Schapiro's remarks served to narrow the options for reform from a longer list laid out by the President's Working Group on Financial Markets, an advisory body to the Barack Obama Administration, in October 2010. Potential reforms now shelved include requiring an industry-financed liquidity backstop, regulating funds as special purpose banks and creating an insurance system for the funds.

Floating Price

The remaining options include the idea of forcing funds to adopt a floating share price, a concept industry leaders have said will destroy the attraction of money funds.

"Any reforms must preserve the utility of money-market funds for investors and avoid imposing costs that would make large numbers of advisers unwilling or unable to continue to sponsor these funds," Paul Schott Stevens, president of the Investment Company Institute in Washington, said in an e-mailed statement after Schapiro's speech.

Moving to a floating share price would require "dramatic" industry changes and pose a challenge to policy makers in managing the transition, Schapiro said.

Redemption Incentive

Funds maintain a steady $1 level by recording holdings at their expected value at maturity and by rounding to the nearest 1 cent per share, at least once a day. That means a fund can ignore small fluctuations in the market price of holdings and suffer a loss of less than half a cent without "breaking the buck," or falling below $1 a share.

Critics of the stable price, including former Fed Chairman Paul Volcker, have said this makes the funds more vulnerable to a run because small losses grow as a proportion of a fund's assets when investors withdraw, giving holders an incentive to redeem their shares before others.

Schapiro today described the $1 share price as "brittle."

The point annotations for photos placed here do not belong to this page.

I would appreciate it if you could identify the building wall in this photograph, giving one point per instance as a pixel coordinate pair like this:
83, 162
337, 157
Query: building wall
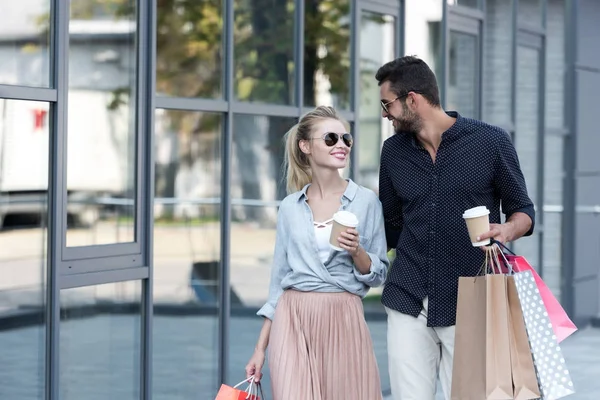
586, 174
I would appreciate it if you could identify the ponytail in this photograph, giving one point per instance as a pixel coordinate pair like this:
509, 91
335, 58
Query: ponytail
296, 166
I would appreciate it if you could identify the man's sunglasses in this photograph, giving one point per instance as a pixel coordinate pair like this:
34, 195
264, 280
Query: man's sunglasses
331, 139
385, 104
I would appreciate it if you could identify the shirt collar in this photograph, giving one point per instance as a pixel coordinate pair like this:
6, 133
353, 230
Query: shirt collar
349, 193
450, 133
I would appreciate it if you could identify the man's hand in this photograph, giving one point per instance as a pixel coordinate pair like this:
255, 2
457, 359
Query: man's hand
502, 233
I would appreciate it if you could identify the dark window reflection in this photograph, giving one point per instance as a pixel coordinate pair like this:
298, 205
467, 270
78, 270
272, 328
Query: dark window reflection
186, 253
327, 53
189, 48
466, 3
377, 33
24, 43
258, 153
100, 342
101, 158
463, 74
497, 105
264, 51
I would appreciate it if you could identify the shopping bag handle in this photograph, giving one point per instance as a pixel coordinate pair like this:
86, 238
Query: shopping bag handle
251, 387
502, 246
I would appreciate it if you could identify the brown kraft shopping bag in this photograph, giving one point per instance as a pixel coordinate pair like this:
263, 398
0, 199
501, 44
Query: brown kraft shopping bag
525, 381
468, 370
497, 350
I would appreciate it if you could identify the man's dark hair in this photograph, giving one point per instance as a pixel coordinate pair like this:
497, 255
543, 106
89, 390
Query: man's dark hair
410, 73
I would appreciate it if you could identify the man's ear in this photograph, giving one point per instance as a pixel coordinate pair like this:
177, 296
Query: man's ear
412, 101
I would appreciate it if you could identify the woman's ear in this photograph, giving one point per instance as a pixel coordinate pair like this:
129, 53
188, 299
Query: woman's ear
305, 146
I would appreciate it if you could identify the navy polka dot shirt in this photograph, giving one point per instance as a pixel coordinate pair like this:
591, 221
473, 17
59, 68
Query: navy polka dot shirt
423, 202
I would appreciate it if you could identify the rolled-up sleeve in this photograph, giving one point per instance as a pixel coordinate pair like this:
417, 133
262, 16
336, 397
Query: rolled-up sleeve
392, 206
279, 268
376, 249
510, 182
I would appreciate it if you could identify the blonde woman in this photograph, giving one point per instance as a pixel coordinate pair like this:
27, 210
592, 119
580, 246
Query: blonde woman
319, 343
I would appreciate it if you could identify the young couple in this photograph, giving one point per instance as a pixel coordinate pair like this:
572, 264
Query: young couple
437, 165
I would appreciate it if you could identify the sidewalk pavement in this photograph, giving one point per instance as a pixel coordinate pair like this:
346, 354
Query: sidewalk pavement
582, 355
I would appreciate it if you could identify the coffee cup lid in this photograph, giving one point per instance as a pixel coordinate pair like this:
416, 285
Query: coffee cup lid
476, 212
345, 218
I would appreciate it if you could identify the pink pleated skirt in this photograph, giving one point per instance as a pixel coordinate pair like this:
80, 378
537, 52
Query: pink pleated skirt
321, 349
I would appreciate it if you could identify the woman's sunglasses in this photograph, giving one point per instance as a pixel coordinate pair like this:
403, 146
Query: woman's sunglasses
331, 139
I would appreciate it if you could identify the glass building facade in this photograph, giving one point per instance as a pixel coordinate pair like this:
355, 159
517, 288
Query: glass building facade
140, 166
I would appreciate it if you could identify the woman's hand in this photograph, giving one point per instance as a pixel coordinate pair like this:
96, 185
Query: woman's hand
255, 365
350, 241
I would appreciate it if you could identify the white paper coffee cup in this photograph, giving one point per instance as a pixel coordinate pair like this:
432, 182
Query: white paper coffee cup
342, 220
478, 222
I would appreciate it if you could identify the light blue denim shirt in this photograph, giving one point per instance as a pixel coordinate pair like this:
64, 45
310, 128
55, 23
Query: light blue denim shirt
296, 262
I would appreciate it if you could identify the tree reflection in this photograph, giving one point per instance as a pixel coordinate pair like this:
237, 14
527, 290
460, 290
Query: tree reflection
190, 64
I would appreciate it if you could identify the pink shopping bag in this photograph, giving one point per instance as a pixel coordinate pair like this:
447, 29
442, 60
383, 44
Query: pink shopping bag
561, 323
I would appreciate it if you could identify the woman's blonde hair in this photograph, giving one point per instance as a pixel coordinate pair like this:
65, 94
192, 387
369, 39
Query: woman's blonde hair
296, 164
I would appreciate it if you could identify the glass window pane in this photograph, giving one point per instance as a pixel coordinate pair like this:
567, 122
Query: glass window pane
530, 11
463, 71
100, 342
464, 3
377, 33
101, 159
497, 101
257, 158
327, 53
526, 137
189, 57
25, 43
24, 138
555, 65
253, 241
423, 27
264, 51
186, 254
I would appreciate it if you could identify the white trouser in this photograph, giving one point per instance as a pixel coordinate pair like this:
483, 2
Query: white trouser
417, 354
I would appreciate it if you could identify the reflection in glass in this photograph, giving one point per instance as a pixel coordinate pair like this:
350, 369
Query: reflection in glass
497, 101
530, 11
554, 144
465, 3
555, 65
463, 72
100, 342
376, 48
186, 254
24, 43
189, 48
101, 159
264, 51
257, 159
24, 151
526, 136
423, 23
252, 246
327, 53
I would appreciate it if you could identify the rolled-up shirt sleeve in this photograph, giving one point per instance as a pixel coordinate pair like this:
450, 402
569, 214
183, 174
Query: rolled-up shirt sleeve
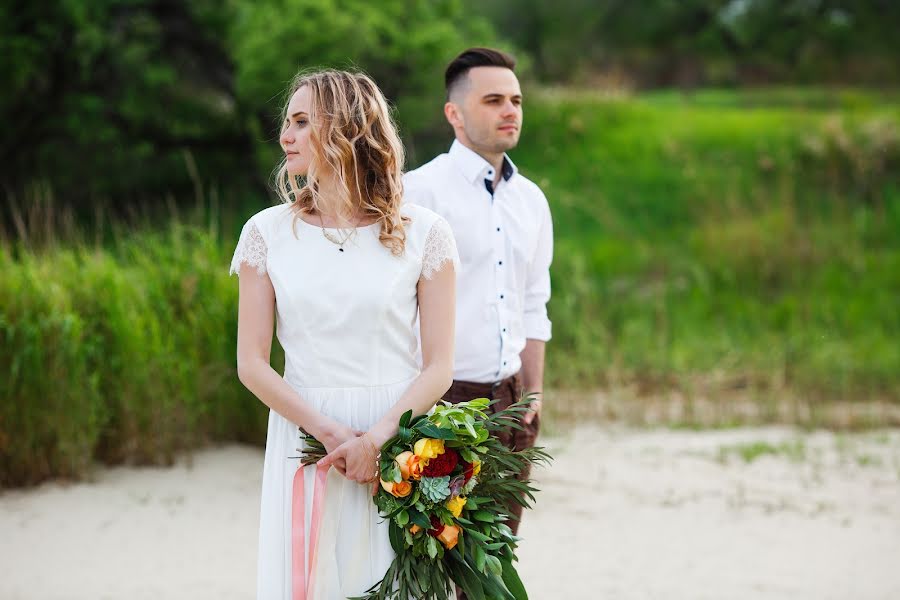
537, 285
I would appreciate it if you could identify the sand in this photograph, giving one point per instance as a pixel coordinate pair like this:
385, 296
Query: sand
623, 514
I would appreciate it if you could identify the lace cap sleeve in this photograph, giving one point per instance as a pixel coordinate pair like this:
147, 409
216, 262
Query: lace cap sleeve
440, 249
251, 250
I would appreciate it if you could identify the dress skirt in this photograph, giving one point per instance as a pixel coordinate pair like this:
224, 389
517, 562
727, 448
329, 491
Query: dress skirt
354, 550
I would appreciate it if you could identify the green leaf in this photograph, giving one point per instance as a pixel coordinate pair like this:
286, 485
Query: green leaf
483, 515
493, 565
479, 556
419, 519
436, 489
430, 430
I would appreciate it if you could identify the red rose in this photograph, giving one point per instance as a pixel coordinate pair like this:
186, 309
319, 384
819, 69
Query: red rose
442, 465
437, 527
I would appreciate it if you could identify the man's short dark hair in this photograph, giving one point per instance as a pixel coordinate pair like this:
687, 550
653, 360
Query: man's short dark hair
460, 66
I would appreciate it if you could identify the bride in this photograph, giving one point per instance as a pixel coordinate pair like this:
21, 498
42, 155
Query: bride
342, 267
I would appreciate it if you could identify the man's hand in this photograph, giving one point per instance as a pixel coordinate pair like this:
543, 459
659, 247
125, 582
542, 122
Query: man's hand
533, 409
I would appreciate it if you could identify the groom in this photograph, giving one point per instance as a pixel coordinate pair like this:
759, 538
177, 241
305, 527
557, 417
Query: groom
504, 234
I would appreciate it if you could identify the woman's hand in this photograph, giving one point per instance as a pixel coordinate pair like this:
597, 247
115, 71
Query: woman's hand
358, 457
333, 434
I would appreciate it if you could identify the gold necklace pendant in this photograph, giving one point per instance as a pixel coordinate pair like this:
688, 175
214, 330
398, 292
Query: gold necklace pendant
334, 240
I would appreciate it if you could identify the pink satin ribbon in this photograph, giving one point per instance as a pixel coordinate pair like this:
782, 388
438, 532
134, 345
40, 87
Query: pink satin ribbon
303, 579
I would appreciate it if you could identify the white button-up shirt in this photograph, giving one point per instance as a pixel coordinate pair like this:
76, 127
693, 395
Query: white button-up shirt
505, 242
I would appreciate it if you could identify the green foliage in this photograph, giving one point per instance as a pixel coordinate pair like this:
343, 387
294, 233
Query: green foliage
705, 244
435, 489
121, 355
706, 42
116, 99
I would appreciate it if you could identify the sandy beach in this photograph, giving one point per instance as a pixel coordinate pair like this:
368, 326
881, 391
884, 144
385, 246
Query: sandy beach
623, 514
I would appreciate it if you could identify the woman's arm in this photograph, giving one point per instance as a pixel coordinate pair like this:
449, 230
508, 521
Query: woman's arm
256, 319
437, 314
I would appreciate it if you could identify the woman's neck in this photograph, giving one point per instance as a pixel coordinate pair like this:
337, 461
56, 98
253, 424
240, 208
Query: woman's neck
332, 212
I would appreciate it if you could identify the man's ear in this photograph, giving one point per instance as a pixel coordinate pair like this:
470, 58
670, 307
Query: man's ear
453, 114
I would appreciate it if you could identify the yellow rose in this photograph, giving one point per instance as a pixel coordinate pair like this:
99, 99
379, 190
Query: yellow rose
449, 536
427, 448
402, 489
455, 505
402, 462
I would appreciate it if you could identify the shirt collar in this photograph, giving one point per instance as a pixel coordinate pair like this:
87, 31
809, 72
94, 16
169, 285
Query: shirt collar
474, 167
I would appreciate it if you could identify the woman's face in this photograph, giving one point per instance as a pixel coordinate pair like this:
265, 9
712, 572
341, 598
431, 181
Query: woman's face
295, 133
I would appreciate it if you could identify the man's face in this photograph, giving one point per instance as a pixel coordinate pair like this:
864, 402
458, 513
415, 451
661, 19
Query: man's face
486, 109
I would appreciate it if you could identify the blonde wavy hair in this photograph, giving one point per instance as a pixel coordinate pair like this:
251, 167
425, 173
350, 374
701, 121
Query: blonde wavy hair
354, 137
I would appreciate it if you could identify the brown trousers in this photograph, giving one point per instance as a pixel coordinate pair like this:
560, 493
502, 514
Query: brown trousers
506, 392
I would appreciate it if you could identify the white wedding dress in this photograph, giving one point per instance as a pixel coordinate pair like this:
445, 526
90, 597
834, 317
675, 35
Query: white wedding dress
346, 321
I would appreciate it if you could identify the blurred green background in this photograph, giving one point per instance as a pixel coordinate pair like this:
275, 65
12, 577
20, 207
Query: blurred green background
724, 178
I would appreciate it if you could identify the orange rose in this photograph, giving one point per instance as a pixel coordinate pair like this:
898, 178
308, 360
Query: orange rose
410, 465
400, 490
449, 536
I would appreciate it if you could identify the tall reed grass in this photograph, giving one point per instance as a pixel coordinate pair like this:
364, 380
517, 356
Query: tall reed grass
705, 245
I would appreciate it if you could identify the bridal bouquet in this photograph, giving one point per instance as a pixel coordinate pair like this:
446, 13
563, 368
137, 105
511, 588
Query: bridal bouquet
446, 484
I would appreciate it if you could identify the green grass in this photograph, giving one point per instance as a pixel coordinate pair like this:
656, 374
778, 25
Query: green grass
702, 240
706, 245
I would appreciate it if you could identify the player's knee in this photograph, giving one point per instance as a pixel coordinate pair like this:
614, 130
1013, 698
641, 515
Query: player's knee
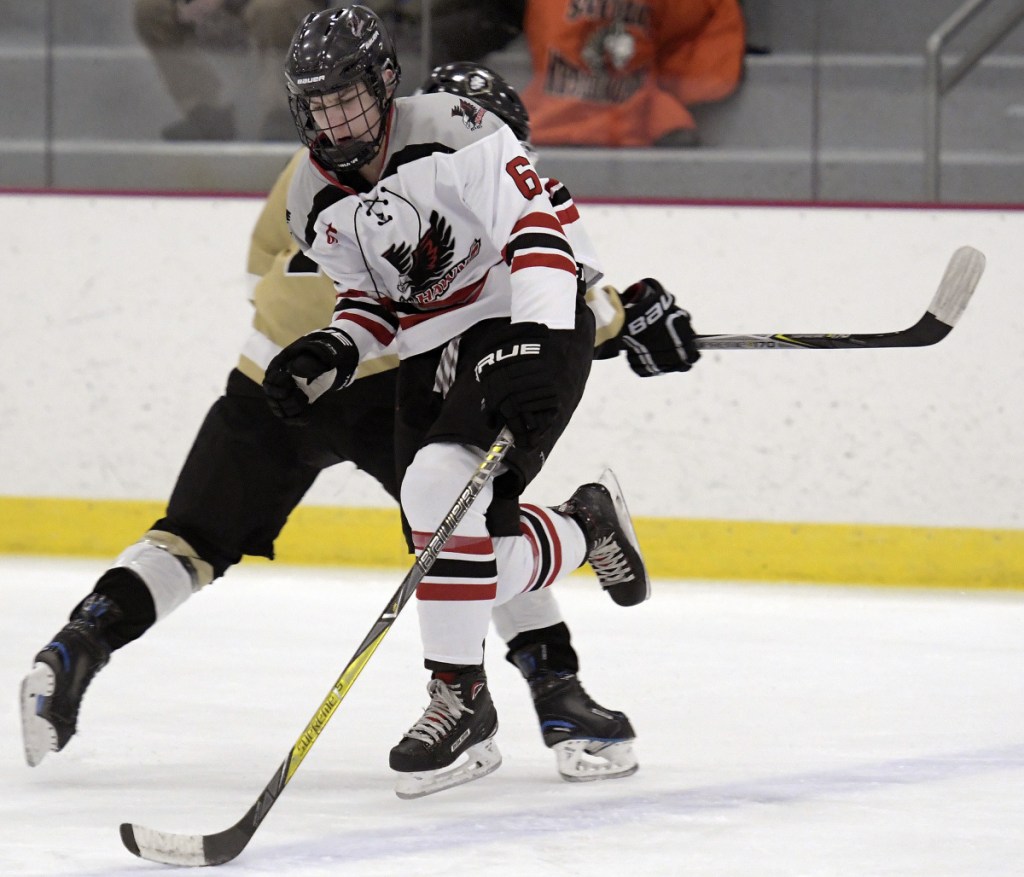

The SEC's staff has also been examining at least two capital buffer plans. The proposals would require individual funds to create cushions for absorbing potential losses on investments. One plan outlined by university economists known as the Squam Lake Group would require that funds raise cash equal to 1 percent to 3 percent of assets by selling subordinated shares.

A separate plan floated by Boston-based Fidelity Investments in May would build buffers gradually over a number of years by withholding returns. Schapiro didn't comment on specific buffer proposals.

Capital Buffer

At a time of crisis, a capital buffer "could mitigate the incentive for investors to run since there would be dedicated resources to address any losses," she said.

The SEC enacted several rule changes for money funds in 2010. These created minimum liquidity levels for the first time, reduced the maximum allowed average maturity for fund holdings and introduced new disclosure requirements.

"The SEC's new money-market fund reforms were a critical first step," Schapiro said.

The need for additional steps to "bolster the resiliency" of the funds is "pretty unanimous among all the federal financial regulators," Schapiro said after her speech in an interview with television host Charlie Rose at the conference.

The SEC will make proposals "in very short order," Schapiro said in her speech, without giving a date. Any proposal would be followed by a public comment period.

The Reserve Primary Fund ultimately lost about 2 percent of its assets on investments in debt issued by Lehman Brothers Holdings Inc. prior to that company's bankruptcy. Reserve Primary's closure denied shareholders access to their money for months after it became only the second money-market mutual fund to break the buck.